Enterprise customers now make up more than 40 percent of OpenAI’s revenue, and paying business users crossed 9 million as of February 2026. By almost any measure of user adoption and revenue growth, the numbers are moving in the right direction.
However, there seems to be the issue of profitability, as revenue growth alone does not tell the full story.

The Other Side of the Record
Despite the funding and the revenue growth, OpenAI is spending far more than it earns, leaving no room for profit.
Back in December 2025, Jim Reid, managing director, global head of macro research and thematic strategy at Deutsche Bank wrote that “no startup in history has operated with losses on anything approaching this scale.” Four months into 2026, the statement still holds.
To understand this scale, Uber lost about $30 billion from the time it went public until it reached profitability in 2023, while Amazon took nearly ten years and about $3 billion in losses before it turned a profit. OpenAI’s projected losses between now and profitability, whenever that may be, are far larger than all of these figures combined.
As such, the startup is now in a category that did not exist before it came into play.
Why OpenAI Is Burning So Much Money
The core reason OpenAI spends so much is computing. Training and running large AI models requires enormous amounts of processing power, and that processing power is expensive to buy and maintain.
Every time someone sends a message to ChatGPT, OpenAI’s servers process that request using specialised chips that cost a lot of money to run around the clock. At over 900 million weekly users sending billions of messages, those costs reach billions of dollars every year.
Beyond the day-to-day running costs, OpenAI is also building for the future. The Stargate Project, a joint venture between OpenAI, SoftBank, and Oracle, is targeting up to $500 billion in AI infrastructure investment across the United States by 2029.
The company’s position is that owning this infrastructure is what will make the business profitable at scale eventually. In other words, the more computing power OpenAI owns, the cheaper it becomes to serve each user, and the more users it can serve.
What Happens Next
The picture that emerges from all of this is of a company building fast because the structure of its own funding leaves little to no room to slow down. Despite the record-breaking raise, the $122 billion only gives OpenAI roughly 18 to 24 months of operational funding before it needs to raise again.
In fact, the structure of this recent funding adds to the pressure. Amazon’s remaining $35 billion, which is the largest single chunk of the entire round, is tied to conditions that sources say include OpenAI completing an IPO or achieving AGI by the end of the year.

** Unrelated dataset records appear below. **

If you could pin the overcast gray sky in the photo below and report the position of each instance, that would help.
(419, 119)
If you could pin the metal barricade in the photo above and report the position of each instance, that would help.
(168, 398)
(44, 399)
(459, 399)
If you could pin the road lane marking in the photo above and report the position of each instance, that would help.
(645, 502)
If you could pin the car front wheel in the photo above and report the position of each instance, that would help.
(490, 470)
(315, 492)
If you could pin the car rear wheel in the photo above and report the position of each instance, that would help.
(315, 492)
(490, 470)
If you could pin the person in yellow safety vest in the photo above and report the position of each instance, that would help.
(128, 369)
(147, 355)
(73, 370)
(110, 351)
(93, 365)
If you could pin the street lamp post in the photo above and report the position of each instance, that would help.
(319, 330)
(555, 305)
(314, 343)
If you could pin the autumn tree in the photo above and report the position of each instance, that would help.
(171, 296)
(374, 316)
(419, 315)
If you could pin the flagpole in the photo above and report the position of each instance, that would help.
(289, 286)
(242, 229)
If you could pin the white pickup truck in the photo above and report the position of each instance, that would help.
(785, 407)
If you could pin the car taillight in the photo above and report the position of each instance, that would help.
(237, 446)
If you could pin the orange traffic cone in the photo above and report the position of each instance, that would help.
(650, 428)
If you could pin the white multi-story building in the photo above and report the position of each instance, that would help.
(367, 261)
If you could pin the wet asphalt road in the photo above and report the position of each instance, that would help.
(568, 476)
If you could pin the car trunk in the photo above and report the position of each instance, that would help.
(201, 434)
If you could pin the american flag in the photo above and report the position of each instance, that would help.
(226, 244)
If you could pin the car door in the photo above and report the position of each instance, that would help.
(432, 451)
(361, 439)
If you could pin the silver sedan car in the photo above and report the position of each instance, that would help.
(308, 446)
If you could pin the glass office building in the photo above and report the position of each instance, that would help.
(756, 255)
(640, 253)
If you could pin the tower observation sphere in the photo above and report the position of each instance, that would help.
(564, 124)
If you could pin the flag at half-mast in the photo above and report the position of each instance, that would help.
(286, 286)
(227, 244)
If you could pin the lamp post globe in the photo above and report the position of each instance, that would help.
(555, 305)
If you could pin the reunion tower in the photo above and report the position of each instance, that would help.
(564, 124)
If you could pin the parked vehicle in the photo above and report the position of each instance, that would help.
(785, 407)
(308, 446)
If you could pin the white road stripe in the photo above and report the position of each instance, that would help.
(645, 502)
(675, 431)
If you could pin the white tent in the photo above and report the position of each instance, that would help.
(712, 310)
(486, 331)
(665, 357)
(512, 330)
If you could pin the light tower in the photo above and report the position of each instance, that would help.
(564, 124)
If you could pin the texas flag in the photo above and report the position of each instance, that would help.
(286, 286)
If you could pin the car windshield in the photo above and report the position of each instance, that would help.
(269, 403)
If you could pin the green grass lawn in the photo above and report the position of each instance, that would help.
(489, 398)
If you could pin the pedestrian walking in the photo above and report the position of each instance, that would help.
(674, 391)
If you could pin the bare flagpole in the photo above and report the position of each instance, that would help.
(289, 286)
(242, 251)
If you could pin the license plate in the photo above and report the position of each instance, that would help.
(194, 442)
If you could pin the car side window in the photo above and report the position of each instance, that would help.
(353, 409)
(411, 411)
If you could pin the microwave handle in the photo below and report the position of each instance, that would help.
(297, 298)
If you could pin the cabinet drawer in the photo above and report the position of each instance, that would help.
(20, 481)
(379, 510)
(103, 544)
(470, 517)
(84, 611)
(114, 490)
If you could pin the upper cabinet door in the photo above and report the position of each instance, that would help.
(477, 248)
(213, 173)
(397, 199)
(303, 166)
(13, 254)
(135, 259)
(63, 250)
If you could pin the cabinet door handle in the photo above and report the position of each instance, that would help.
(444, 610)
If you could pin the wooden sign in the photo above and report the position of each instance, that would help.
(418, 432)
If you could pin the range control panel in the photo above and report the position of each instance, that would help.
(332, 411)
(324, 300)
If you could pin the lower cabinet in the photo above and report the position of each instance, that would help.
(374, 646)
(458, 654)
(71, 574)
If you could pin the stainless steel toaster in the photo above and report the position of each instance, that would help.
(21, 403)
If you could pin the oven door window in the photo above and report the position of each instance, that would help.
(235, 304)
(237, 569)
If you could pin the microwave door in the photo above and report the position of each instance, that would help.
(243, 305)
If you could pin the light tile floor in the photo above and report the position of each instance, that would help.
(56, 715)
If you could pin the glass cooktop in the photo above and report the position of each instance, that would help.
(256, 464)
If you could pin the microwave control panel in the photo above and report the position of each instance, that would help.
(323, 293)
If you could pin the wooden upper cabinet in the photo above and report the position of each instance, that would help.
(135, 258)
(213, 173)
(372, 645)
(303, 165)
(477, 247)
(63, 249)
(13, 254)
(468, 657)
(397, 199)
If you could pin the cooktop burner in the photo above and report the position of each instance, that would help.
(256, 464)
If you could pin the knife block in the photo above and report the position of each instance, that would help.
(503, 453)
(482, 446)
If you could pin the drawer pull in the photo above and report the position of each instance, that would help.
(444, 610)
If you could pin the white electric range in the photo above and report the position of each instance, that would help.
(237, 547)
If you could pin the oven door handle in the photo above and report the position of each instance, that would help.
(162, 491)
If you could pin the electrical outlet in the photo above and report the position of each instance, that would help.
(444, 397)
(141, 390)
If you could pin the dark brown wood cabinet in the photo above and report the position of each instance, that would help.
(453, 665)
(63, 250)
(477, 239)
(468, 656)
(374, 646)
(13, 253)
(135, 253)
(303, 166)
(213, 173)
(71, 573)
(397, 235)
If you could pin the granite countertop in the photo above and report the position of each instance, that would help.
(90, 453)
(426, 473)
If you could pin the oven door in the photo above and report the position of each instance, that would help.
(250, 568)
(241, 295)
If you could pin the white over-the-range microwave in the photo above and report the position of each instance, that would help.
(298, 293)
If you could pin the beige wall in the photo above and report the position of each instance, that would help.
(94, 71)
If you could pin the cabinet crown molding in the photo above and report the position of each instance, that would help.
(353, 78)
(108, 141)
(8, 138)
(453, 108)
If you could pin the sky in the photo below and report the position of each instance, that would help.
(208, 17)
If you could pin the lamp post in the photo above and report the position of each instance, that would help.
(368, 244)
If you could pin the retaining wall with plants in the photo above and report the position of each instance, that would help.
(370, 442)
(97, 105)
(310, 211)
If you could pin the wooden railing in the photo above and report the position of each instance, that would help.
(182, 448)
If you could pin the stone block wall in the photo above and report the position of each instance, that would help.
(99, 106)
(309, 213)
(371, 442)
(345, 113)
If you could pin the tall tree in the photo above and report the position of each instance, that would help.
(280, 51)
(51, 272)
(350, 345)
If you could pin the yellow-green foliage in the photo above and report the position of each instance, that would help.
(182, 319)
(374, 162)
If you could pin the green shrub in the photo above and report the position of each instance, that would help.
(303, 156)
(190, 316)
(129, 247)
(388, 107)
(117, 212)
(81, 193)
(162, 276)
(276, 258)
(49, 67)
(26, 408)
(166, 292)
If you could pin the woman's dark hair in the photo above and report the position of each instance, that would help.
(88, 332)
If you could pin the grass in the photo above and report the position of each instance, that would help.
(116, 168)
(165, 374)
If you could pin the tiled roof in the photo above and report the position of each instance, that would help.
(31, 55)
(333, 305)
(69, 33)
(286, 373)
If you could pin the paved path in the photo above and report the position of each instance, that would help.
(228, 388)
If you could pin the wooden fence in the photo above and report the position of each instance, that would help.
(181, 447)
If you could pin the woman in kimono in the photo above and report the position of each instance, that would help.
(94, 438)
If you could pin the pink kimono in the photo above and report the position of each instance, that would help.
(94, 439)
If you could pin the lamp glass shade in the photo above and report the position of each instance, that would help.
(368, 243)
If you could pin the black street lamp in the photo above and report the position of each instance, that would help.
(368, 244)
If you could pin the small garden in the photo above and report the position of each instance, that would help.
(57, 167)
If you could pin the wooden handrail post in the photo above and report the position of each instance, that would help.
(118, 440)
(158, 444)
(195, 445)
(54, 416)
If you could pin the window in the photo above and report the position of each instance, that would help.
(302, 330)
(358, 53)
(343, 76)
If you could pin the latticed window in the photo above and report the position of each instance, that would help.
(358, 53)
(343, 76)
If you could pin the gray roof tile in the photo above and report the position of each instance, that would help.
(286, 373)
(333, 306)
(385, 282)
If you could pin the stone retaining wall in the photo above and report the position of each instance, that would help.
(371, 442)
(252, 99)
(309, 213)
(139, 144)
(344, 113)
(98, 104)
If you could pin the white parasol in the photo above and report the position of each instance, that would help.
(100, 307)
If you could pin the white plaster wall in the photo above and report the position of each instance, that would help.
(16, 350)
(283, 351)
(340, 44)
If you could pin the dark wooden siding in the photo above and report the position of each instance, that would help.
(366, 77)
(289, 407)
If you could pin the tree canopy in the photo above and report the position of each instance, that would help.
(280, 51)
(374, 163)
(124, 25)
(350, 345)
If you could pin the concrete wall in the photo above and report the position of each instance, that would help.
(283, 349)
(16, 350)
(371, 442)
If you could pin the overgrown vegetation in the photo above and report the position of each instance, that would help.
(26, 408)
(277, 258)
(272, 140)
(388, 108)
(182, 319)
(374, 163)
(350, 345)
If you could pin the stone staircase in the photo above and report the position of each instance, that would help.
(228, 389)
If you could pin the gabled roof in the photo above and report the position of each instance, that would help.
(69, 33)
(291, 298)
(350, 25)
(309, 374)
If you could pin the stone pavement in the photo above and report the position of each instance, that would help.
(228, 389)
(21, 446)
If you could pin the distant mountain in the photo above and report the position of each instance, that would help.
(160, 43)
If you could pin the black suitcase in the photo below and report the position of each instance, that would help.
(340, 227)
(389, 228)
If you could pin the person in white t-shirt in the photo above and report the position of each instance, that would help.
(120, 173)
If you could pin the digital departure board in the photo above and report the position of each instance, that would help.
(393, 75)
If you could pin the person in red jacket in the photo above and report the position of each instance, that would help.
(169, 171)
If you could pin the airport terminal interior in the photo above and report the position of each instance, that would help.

SoftBank, on the other hand, took out a $40 billion loan from JPMorgan, Goldman Sachs, and four Japanese banks to cover its own $30 billion commitment, with a 12-month repayment window. For OpenAI, that loan does not get paid back unless there is a major financial event coming, and the most obvious one is an IPO.
So the IPO is not simply something OpenAI is planning; It is something the structure of its own funding is pushing it towards. Reuters recently reported that OpenAI is considering filing with the U.S. Securities and Exchange Commission as early as the second half of 2026, with a listing target of 2027 at a valuation of up to $1 trillion. If it goes ahead, it would be the largest public listing in history, surpassing Saudi Aramco’s $25.6 billion raise in 2019.
The company that has broken every private funding record is now being pushed toward breaking the public one too, and not entirely by ambition, but by the weight and pressure of the investments it has received so far.
For now, the investors backing OpenAI are betting that revenue keeps growing, that the cost of running AI models comes down as the technology matures, and that no competitor closes the gap before the ChatGPT-maker reaches profitability.